This is the working to find the gcd using the Euclidean algorithm $$\begin{align}1820 &= 7(231) + 203 & (a) \\ 231 &= 1(203) + 28 &(b)\\ 203 &= 7(28) + 7 &(c)\\ 28 &= 4(7)+0 &(d)\\ \end{align}$$
The last non-zero remainder is 7, so gcd(1820, 231) = 7.
And then to find linear combination m and n:
$$\begin{align} 7 &= 203 − 7(28) &\mathrm{from}\ (c) \\ &= 203 − 7(231 − 203) &\mathrm{from}\ (b) \\ &= (−7)(231) + 8(203) \\ &= (−7)(231) + 8(1820 − 7(231)) &\mathrm{from}\ (a)\\ &= 8(1820) + (−63)(231)\\ \end{align} $$
However I'm confused at the linear combination line where it has = (−7)(231) + 8(203). Where did the 8 come from in this line? There was no 8 in the previous line.
The extended Euclidean algorithm is more easily done this way, in tabular form:
$$\begin{matrix} 1820 & 1 & 0 & -\\ 231 & 0 & 1 & 7 \\ 203 & 1 & -7 & 1 \\ 28 & -1 & 8 & 7 \\ 7 & 8 & -63 & 4 \\ 0 & (-33) & (260) & - \\ \end{matrix}$$
where the first column are the remainders you computed, the final column the quotients, and the two in the middle are the coefficients of $1820$ and $231$ respectively.
To compute 203 we do $1820 - 7 \times 231$ so the coefficients are found using the same relation on the previous rows: a row with $1$ and $0$ (for $1820$) minus 7 times the row with $0$ and $1$, giving $1$ (for $1 - 7 \times 0$) and $-7$ (for $0 - 7 \times 1$) hence the third row. 203 goes once into 231 so we have $0\ 1$ minus $1$ times $0 \ -7$ giving $-1 \ 8$.

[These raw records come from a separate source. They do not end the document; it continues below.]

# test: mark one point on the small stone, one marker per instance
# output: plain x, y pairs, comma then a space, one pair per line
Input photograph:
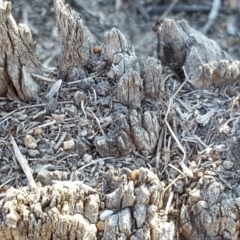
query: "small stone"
100, 226
78, 97
37, 131
84, 133
228, 165
105, 213
134, 175
30, 142
58, 117
87, 158
33, 153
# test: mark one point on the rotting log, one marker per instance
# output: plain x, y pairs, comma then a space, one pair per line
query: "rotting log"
139, 205
18, 59
205, 63
73, 212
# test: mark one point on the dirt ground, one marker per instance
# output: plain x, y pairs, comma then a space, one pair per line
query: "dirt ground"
135, 20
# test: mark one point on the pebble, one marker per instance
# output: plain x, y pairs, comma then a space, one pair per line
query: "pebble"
105, 213
228, 165
87, 158
33, 153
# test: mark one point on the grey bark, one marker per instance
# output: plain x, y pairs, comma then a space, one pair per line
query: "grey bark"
18, 59
138, 204
205, 63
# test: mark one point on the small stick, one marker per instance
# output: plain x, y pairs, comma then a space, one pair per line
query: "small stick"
97, 120
43, 125
23, 163
159, 147
185, 169
39, 77
60, 141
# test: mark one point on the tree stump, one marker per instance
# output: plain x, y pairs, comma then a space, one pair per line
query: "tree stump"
131, 113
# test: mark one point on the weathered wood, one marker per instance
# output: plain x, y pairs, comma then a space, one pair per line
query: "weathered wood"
18, 59
76, 42
205, 63
210, 212
71, 212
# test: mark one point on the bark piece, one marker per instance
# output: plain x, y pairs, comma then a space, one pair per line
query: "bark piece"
128, 90
68, 211
76, 42
130, 132
120, 55
181, 46
214, 215
18, 59
152, 78
48, 212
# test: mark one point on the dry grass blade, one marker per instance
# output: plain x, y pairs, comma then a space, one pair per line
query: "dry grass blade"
23, 163
185, 169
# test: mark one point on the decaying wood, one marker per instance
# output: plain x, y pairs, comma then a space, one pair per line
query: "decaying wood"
18, 59
72, 212
76, 42
205, 63
123, 113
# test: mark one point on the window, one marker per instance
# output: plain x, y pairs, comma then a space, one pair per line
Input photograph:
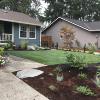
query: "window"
23, 31
32, 32
27, 32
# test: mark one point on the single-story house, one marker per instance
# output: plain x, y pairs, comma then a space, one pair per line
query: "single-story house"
85, 32
16, 27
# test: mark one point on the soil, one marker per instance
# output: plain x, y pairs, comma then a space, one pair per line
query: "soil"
65, 90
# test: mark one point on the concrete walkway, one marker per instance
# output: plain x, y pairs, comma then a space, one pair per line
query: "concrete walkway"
12, 88
17, 63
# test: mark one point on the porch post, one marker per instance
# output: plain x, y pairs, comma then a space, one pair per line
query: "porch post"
12, 32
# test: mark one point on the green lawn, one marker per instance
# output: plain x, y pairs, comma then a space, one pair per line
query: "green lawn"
51, 57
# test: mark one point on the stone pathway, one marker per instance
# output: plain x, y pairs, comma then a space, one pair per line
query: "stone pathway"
12, 88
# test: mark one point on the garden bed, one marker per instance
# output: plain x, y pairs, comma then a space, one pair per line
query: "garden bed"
65, 90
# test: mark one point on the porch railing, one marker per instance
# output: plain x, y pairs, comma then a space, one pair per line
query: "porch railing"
5, 37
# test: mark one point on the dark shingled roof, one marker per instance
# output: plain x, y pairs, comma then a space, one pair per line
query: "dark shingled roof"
89, 26
17, 17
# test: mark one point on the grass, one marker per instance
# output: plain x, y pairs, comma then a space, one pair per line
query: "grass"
51, 57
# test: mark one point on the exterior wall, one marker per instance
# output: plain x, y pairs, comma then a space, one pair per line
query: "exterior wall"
83, 36
17, 40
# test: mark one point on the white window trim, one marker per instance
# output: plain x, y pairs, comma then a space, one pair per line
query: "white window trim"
32, 31
27, 33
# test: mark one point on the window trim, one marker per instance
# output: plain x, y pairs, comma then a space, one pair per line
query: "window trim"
20, 32
32, 31
27, 32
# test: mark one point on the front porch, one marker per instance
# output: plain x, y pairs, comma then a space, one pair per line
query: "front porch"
5, 31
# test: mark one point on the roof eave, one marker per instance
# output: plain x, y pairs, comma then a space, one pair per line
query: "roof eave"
68, 22
20, 22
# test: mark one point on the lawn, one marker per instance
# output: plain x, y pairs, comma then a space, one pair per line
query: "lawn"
51, 57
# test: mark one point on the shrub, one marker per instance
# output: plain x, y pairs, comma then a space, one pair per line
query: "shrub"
2, 61
9, 45
58, 69
82, 75
91, 48
23, 44
1, 51
76, 61
85, 90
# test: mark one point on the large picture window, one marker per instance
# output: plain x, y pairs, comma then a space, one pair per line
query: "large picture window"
23, 31
32, 32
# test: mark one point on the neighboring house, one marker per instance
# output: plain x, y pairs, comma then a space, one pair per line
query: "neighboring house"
85, 32
16, 27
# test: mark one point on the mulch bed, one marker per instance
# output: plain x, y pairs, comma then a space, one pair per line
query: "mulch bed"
65, 88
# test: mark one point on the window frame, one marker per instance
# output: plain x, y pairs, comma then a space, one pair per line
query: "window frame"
20, 31
31, 31
27, 31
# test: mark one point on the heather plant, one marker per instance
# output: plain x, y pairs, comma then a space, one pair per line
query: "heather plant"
82, 76
91, 48
85, 90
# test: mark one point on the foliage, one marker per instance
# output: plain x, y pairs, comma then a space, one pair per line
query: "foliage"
78, 44
58, 69
91, 48
9, 45
97, 78
23, 44
2, 60
85, 90
76, 61
82, 75
75, 9
67, 35
1, 51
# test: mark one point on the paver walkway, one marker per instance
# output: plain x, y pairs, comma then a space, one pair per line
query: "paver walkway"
12, 88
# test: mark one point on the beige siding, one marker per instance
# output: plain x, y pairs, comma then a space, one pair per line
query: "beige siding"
83, 36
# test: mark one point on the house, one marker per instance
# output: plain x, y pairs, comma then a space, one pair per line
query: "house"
85, 32
16, 27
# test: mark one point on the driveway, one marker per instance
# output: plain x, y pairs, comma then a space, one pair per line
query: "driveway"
11, 87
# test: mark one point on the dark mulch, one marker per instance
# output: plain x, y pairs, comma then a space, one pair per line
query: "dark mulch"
65, 88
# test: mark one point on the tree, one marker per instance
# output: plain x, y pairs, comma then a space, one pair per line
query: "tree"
67, 35
88, 10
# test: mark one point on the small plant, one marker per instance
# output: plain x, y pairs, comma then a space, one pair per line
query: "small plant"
91, 48
23, 44
82, 75
97, 78
59, 74
2, 60
9, 45
85, 90
76, 61
1, 51
58, 69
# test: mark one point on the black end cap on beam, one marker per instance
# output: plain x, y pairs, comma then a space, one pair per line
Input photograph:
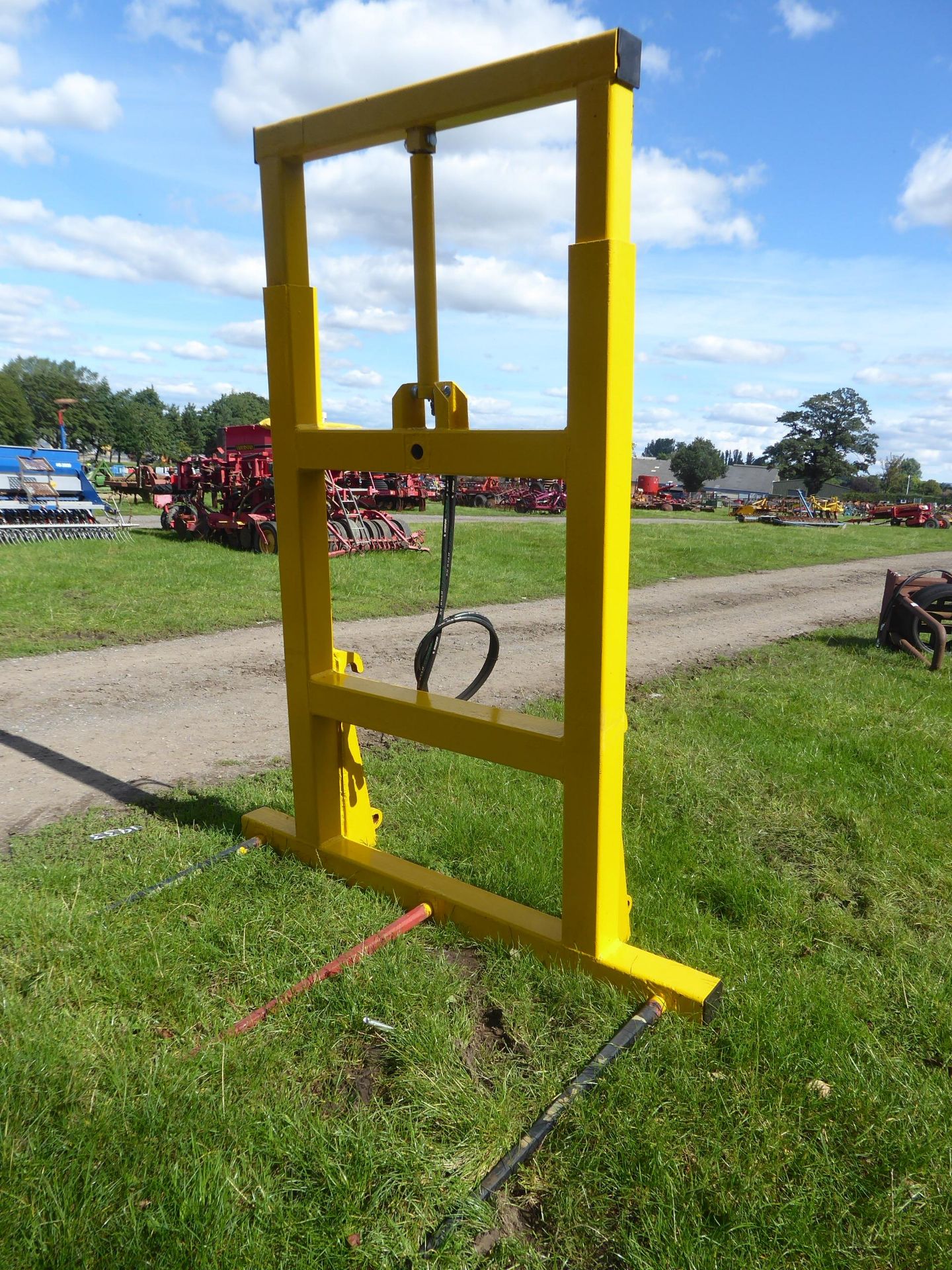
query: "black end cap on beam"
713, 1002
629, 59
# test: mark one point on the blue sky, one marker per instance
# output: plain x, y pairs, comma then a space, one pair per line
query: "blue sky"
793, 205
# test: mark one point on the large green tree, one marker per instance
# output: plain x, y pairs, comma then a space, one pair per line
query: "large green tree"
230, 409
829, 439
42, 381
192, 431
143, 427
16, 415
696, 462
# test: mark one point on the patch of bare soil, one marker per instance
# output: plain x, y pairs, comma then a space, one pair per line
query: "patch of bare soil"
122, 724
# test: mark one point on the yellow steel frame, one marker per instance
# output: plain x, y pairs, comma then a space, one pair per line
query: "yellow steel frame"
335, 825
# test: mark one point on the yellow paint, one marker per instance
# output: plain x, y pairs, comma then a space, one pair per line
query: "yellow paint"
334, 824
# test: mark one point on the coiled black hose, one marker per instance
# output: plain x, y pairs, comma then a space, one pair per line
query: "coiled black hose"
429, 644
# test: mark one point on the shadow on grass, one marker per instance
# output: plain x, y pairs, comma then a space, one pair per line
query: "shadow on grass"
206, 810
858, 644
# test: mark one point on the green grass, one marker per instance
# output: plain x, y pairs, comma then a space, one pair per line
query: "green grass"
778, 833
56, 596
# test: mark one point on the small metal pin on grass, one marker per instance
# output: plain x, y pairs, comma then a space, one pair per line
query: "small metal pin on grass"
407, 922
240, 849
536, 1134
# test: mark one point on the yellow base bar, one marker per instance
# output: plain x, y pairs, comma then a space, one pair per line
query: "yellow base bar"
487, 916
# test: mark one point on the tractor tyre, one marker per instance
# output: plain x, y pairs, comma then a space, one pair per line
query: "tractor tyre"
936, 600
267, 539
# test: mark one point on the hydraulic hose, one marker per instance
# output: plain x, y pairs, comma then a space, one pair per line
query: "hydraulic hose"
429, 644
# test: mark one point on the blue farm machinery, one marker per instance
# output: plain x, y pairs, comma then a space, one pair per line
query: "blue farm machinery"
46, 494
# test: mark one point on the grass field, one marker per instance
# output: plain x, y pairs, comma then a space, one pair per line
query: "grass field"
786, 827
58, 596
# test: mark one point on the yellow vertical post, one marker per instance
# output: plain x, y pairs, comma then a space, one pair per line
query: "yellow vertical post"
295, 389
600, 429
422, 144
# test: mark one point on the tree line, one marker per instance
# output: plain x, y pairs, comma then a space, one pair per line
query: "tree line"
138, 425
829, 440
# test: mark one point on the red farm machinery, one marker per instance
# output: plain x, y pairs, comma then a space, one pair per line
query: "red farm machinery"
912, 515
229, 498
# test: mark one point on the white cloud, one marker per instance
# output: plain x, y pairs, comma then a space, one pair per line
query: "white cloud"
763, 394
198, 352
383, 320
245, 334
654, 414
467, 284
116, 248
16, 16
717, 349
489, 405
743, 412
24, 146
876, 375
175, 389
147, 18
360, 378
510, 200
121, 355
74, 101
361, 48
676, 205
803, 21
31, 318
503, 186
927, 198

We go on that way (e.g. $-63 = -7 - 7 \times 8$ etc.) until we reach $0$ on the left (no need to do those coefficients; I put them between braces) and then the row before it has the gcd and its coefficient combination:
$$7 = 8 \times 1820 + (-63) \times 231$$
This avoids the error-prone back-substitutions and is easy to program.